The filmmaker says blame for the violence among youth cannot be laid at the feet of video games, music, mental health problems or other excuses.

“It’s not that, a lot of these kids don’t have a solid foundation and a solid foundation comes from the home,” said Nazir Alston. “So that’s where I would like a lot of parents to look at themselves.”

Lance Lee, executive director of the Christian Street YMCA in South Philadelphia, describes “AWAKEN” as a realistic look at the situation.

“The documentary addresses violence here in the South Philadelphia community and how its violence has directly affected the Christian Street community,” Lee said.

“Over the past two years, two young men lost their lives to gun violence. They were members, their family members were members and they grew up at the Y,” he said.

“These were good young men and they were just in the wrong place at the wrong time.

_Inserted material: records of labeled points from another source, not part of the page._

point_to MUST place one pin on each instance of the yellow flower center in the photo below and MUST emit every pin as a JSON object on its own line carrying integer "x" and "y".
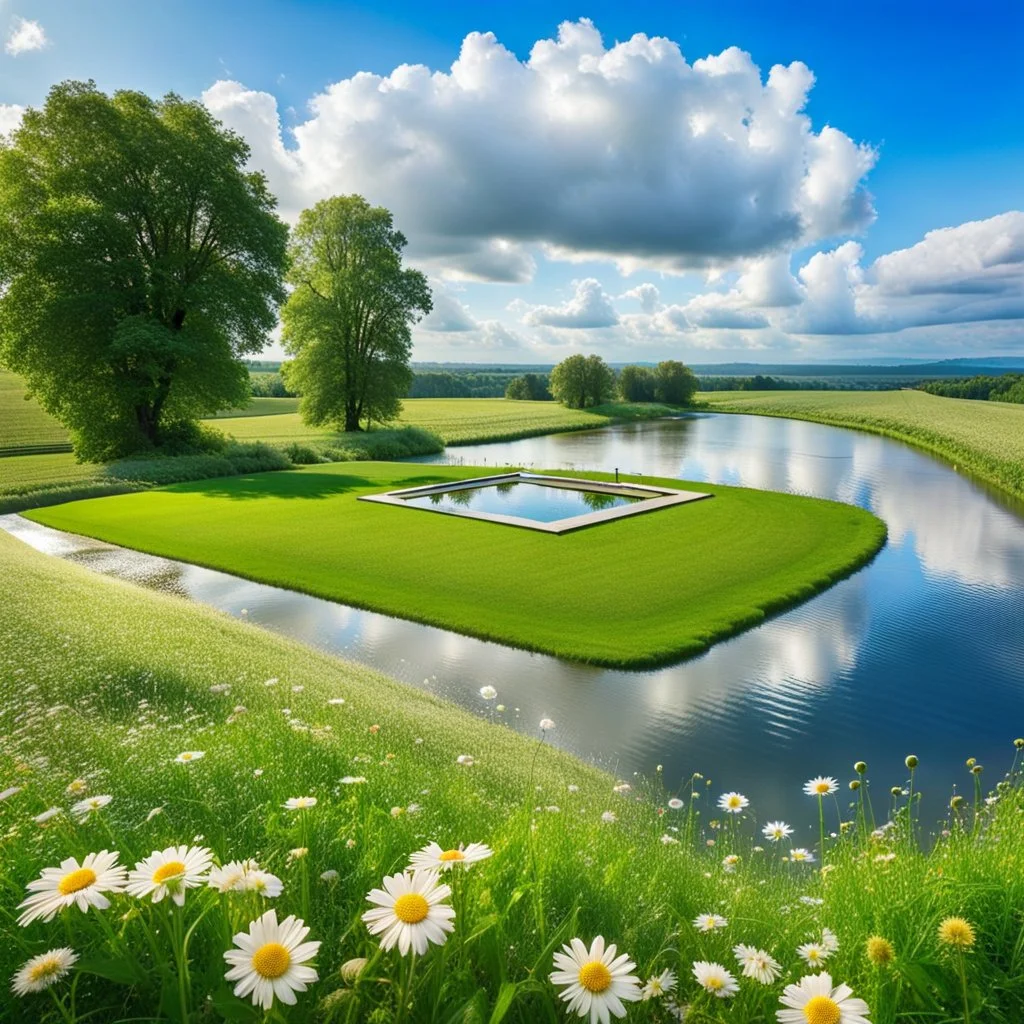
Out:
{"x": 46, "y": 969}
{"x": 595, "y": 977}
{"x": 165, "y": 872}
{"x": 411, "y": 908}
{"x": 77, "y": 881}
{"x": 821, "y": 1010}
{"x": 956, "y": 932}
{"x": 272, "y": 960}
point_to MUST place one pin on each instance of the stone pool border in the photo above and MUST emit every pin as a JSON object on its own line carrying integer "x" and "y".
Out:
{"x": 660, "y": 498}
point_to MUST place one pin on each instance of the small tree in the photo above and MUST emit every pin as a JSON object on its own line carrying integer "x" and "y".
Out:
{"x": 139, "y": 260}
{"x": 348, "y": 321}
{"x": 580, "y": 381}
{"x": 636, "y": 384}
{"x": 675, "y": 384}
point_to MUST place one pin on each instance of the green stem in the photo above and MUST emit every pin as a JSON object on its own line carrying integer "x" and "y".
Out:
{"x": 963, "y": 974}
{"x": 407, "y": 990}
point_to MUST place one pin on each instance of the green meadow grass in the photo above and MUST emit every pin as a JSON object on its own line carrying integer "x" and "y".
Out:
{"x": 985, "y": 438}
{"x": 105, "y": 685}
{"x": 23, "y": 422}
{"x": 699, "y": 571}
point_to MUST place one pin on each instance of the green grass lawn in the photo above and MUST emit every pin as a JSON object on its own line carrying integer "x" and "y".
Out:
{"x": 699, "y": 571}
{"x": 102, "y": 685}
{"x": 23, "y": 423}
{"x": 985, "y": 438}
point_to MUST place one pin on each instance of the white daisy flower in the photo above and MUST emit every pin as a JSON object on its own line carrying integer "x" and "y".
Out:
{"x": 823, "y": 785}
{"x": 42, "y": 971}
{"x": 84, "y": 808}
{"x": 813, "y": 953}
{"x": 709, "y": 922}
{"x": 410, "y": 911}
{"x": 776, "y": 830}
{"x": 732, "y": 803}
{"x": 813, "y": 998}
{"x": 82, "y": 884}
{"x": 595, "y": 981}
{"x": 658, "y": 985}
{"x": 715, "y": 979}
{"x": 433, "y": 858}
{"x": 757, "y": 964}
{"x": 271, "y": 961}
{"x": 170, "y": 872}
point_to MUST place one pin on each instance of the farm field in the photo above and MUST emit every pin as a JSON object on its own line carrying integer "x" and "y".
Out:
{"x": 129, "y": 680}
{"x": 983, "y": 437}
{"x": 701, "y": 570}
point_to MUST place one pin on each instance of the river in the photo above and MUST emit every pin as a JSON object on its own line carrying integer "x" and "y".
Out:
{"x": 920, "y": 652}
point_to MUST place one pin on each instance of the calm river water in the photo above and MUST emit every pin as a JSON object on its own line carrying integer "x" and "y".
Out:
{"x": 922, "y": 651}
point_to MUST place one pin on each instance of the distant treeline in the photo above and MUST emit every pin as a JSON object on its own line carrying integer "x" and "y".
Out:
{"x": 1008, "y": 387}
{"x": 761, "y": 382}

Lee said that the South Philly Y applied for an Activities grant and were awarded the funds requested,” he added.

Co-producer Robert Hershey Alston discovered that the YMCA, where he is a member, wanted to make a documentary about the issue.

“I went and actually met with the executive director, Lance Lee, and we sat down and talked about the project,” he recalled about the meeting in February.

Robert Alston informed Lee that he had a production company, and together with his son wanted to tackle the project, which the YMCA branch helped with $10,000 in funding.

“He [Lee] took a look at our website, brought the matter to the board members and we kind of got pick to do the project and we started moving on from that point,” Robert Alston said.